There are DDL or other configuration changes due to the fact that the underlying storage engine is different, so it’s not a drop-in replacement for PostgreSQL, but it’s much easier to use it than to migrate to Google Spanner or Cosmos DB.
You will need to have integration tests to prove that most of your business use cases work fine on YugabyteDB.
While I’ve just started using YugabyteDB, Franck Pachot and Denis Magda are experts, sothey can surely help you answer your questions.
Hi Charlie,
Let me expand on the compatibility question.
When we talk about Postgres compatibility, we should define several compatibility levels:
1) Wire-level compatibility – a database serializes and deserializes commands that are exchanged with clients (apps, tools) using the Postgres protocol. If the database is wire-level compatible with Postgres, then you should be able to connect to it with psql or standard drivers.
2) Syntax-level compatibility – a database supports Postgres SQL dialect. You can execute the Postgres version of DDL and DML.
3) Feature-level compatibility – a database implements Postgres features such as triggers, stored procedures, materialized views, and more.
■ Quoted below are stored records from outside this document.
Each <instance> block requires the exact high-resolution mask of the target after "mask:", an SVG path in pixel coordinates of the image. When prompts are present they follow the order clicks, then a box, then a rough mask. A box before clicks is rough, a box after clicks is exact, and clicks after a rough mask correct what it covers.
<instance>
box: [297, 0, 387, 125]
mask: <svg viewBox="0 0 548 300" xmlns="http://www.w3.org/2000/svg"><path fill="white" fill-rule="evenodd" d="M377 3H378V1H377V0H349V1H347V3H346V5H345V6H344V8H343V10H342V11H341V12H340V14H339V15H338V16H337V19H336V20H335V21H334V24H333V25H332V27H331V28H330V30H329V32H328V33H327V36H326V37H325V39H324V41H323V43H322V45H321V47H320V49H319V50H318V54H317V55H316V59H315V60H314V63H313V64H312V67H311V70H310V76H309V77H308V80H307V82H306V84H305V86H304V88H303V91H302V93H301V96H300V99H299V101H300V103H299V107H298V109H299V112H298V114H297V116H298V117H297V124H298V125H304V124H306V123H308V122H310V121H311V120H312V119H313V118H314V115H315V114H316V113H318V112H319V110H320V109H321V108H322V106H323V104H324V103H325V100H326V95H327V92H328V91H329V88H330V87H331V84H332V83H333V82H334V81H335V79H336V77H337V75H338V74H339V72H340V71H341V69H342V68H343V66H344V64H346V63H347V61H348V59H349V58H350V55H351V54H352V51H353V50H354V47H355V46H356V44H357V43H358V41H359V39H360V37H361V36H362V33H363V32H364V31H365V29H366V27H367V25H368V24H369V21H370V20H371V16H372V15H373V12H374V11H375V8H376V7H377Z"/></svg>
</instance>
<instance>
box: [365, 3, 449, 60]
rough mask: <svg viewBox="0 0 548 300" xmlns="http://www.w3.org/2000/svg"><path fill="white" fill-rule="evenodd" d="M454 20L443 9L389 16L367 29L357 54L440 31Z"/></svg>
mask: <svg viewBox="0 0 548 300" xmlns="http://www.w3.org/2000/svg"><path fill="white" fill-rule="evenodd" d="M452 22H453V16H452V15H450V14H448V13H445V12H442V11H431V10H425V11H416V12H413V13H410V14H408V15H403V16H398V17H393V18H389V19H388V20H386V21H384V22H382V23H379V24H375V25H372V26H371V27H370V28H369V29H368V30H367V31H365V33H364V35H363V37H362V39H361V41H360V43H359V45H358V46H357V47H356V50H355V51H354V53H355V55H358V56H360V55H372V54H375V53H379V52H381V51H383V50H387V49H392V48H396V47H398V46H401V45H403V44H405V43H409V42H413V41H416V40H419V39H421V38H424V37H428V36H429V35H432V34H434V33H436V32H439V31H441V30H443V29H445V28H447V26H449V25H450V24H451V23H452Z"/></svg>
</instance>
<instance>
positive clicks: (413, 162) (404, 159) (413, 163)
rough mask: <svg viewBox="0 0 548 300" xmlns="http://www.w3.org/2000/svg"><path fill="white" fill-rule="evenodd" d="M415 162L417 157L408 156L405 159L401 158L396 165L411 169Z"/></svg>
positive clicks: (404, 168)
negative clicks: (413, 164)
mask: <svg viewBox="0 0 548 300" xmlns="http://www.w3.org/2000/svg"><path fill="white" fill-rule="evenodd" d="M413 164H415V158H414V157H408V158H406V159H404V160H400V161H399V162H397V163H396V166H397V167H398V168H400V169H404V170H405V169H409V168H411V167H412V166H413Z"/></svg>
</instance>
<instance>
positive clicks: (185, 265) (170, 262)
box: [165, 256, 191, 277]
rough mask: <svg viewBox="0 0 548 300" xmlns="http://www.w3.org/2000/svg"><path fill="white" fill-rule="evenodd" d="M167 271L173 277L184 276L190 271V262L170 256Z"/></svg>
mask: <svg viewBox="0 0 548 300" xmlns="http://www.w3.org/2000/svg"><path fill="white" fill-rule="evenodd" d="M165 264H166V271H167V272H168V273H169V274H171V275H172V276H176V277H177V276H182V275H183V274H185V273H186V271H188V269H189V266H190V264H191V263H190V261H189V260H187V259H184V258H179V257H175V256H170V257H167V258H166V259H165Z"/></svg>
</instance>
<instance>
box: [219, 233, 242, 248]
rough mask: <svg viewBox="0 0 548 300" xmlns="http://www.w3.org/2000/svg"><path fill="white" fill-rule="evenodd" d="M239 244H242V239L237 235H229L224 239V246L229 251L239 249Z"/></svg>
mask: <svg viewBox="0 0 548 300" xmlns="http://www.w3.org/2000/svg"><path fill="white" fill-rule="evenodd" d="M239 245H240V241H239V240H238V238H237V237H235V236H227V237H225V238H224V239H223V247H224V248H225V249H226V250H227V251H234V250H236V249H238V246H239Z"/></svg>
4) Runtime-level compatibility – a database matches PostgreSQL execution semantics at runtime. More specifically, runtime-compatible databases should support queries to the system catalog, error messages, and error codes. The runtime-compatible databases usually work and look like Postgres.
Also, if a database is feature-compatible, then it’s assumed that it’s also syntax- and wire-compatible. If it’s runtime-compatible, then it’s also feature-compatible with Postgres.
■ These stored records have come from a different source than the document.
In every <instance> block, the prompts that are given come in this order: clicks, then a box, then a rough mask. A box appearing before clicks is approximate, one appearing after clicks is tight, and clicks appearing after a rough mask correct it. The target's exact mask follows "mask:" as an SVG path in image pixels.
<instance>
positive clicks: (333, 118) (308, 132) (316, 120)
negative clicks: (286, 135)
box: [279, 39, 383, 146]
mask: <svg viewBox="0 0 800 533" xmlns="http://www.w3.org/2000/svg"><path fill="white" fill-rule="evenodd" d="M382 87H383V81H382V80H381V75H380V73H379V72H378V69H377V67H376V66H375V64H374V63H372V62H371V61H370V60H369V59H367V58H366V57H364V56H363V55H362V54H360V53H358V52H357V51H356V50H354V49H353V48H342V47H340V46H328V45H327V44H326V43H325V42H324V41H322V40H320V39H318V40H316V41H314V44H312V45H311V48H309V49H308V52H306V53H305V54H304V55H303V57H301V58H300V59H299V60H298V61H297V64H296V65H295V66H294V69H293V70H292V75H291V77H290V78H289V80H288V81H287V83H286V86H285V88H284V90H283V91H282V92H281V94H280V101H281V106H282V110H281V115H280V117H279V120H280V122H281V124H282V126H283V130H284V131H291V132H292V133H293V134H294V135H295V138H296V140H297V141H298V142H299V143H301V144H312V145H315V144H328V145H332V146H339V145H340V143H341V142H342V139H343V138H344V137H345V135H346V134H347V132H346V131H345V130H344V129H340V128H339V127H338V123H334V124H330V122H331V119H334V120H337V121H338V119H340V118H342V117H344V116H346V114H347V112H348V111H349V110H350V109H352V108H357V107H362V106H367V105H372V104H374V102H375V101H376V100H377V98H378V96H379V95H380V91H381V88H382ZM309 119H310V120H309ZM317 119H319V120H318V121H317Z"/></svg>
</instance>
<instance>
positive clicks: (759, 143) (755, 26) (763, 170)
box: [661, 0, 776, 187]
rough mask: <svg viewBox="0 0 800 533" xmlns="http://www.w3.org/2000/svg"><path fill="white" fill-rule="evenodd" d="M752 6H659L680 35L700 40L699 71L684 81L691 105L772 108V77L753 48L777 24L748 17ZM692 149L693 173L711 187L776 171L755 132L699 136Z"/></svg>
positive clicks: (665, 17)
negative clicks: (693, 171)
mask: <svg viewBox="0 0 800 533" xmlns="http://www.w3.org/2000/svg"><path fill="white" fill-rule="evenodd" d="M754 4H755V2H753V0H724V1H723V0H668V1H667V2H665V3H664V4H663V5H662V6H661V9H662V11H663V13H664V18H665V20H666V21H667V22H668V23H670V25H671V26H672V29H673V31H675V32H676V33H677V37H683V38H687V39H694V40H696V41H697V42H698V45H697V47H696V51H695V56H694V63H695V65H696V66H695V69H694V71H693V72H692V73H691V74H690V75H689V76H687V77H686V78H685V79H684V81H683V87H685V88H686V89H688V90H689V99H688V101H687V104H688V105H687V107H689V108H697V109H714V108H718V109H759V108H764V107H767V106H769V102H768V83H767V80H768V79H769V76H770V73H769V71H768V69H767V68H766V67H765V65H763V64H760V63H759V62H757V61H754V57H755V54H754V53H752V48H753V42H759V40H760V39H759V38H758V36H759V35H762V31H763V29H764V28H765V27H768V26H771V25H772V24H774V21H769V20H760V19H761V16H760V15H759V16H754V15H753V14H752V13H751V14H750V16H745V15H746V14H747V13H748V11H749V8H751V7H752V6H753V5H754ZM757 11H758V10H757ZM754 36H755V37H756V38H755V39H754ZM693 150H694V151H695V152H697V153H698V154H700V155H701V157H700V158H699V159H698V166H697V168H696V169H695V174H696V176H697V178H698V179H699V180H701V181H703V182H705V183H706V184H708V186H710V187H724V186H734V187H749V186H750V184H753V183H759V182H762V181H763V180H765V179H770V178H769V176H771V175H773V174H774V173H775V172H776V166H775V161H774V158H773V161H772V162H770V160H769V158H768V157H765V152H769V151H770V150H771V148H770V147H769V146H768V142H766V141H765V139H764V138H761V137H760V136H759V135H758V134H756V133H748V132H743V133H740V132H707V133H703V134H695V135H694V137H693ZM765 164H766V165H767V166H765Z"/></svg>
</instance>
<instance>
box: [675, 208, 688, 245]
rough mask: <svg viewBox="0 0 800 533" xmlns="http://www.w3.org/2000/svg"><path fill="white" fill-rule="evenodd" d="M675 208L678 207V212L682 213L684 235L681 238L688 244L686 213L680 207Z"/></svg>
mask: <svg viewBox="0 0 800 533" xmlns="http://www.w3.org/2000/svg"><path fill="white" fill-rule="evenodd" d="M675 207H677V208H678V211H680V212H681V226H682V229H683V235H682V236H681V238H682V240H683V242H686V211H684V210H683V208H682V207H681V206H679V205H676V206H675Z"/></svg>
YugabyteDB is runtime-compatible with PostgreSQL. Which makes it easy to migrate to YugabyteDB without a full application rewrite. Plus, it means that most of the drivers, libraries, tools, and frameworks created for Postgres would also work for YugabyteDB.
Finally, if we say that some database is feature-compatible with Postgres, it doesn’t mean that it’s 100% compatible. The only 100% compatible database with Postgres is Postgres! Instead, we should talk about low, moderate or high compatibility. For instance, it might mean that that database is:
* 100% compatible at the wire level
* 80% compatible at the syntax level (because some commands might not be supported yet)
* 70% compatible at the feature level (some Postgres features are missing)
YugabyteDB is a highly-compatible with Postgres.
Check this YouTube series for a hands-on explanation of different compatibility levels:
Thanks, Vlad and Denis. That all makes sense, and I appreciate the clarification–indeed the elaboration, and all the more video, to boot. 🙂 It all “sings to my heart”, in this era of Twitter/Slack-level “answers”, and makes me all the more encouraged to explore yb!
Hi Vlad,
Thank you for another great article.
Is it reasonable/feasible to use this setup (the containerized multi-node YugabyteDB cluster) in a production environment?
Thank you.
Yes, it should be fine to run it in production, as illustrated by their list of clients.
Thanks for all explanation, Vlad. 👊🏻
You’re welcome.
Hi Vlad, great article. Thanks for sharing 👏🏻👏🏻
One question, in this URL
"jdbc:yugabytedb://%s:%d/%s?load-balance=true"
, which host and port did you use?In my case, I used:
But, it all depends on how you configure the Docker container.
I got it, thanks!
So this instance (
127.0.0.0:5433
) is responsible for load balancing the transactions among all those replicas, right?That’s nice because I thought we had to configure all replicas in the JDBC URL or let an external proxy take care of it.
Yes, that’s the location of the YB-Master, which redirects the calls to the cluster of Tablet Servers. The first node I created is both the YB-Master leader and a tablet server, but if it fails, then another node will become the new YB-Master leader.